Dear community,
I’m trying to model a problem that might be difficult to sample. I have a matrix filled with 0 and 1 and I have to model the relationship of each pixel with all the others, following this paper.
This is the input matrix (1000 x 1000 matrix)
This is the equation that models the pixels. I have to find gamma.
Since the distance matrix is too big for a PC (1000^2 x 1000^2 distance matrix) I thought it might be easier to use minibatches and compute just part of the matrix at every step.
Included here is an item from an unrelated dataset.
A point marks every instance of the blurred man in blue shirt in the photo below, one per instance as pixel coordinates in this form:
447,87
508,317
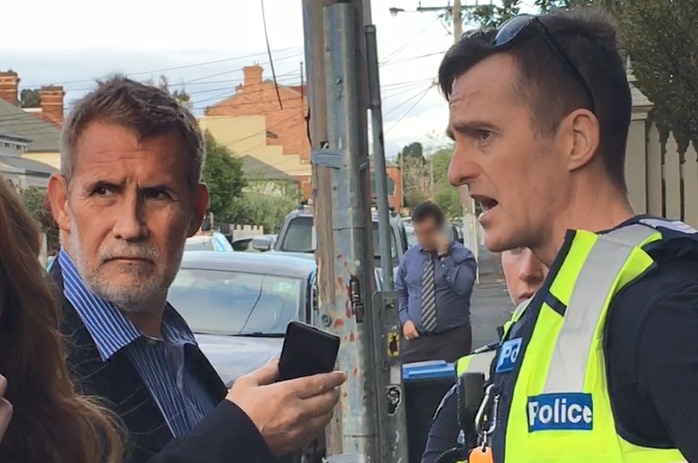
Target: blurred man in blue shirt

M0 = np.load( open('ema/rybski_L_1024.npz', 'rb') )['arr_0'].astype('float32')
m = tt.as_tensor_variable(M0.reshape(-1, 1))
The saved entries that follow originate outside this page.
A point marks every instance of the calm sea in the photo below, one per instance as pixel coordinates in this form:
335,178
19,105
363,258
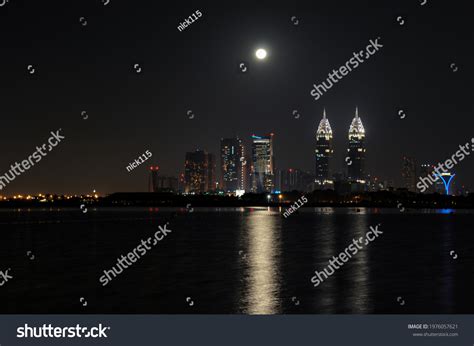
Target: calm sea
237,261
data = pm.Minibatch(M0.reshape(-1, 1), 1)
BB = pm.Minibatch(B, 1)
with pm.Model() as pooled_model:
y = pm.Bound(pm.HalfNormal, lower=0.001, upper=6)('gamma', sd=2)
# Euclidian distance
d = tt.sqrt((BB ** 2).sum(1).reshape((BB.shape[0], 1)) + (B ** 2).sum(1).reshape((1, B.shape[0])) - 2 * BB.dot(B.T))
# Normalization to avoid overflows
d = d/d.sum()
dgamma = tt.power(d, -y)
# Sometimes overflows and nans
dgamma = tt.switch(tt.isnan(dgamma), 0., dgamma)
dgamma = tt.switch(tt.isinf(dgamma), 0., dgamma)
qi = eu.dot(m) / eu.sum()
# expected parameter
p = pm.math.sigmoid(qi/qi.max())
qi_obs = pm.Bernoulli('qi_obs', p=p, observed=data, total_size=len(M0.ravel()))
pooled_trace = pm.sample(3000, njobs=1, tune=6000, progressbar=True, init="advi")
Unfortunately, this occurs to “NaN occurred in optimization.” in the newest pymc, while in the oldest it does not converge so much. Am I modeling the problem wrong? Can you help me, please?
Thank you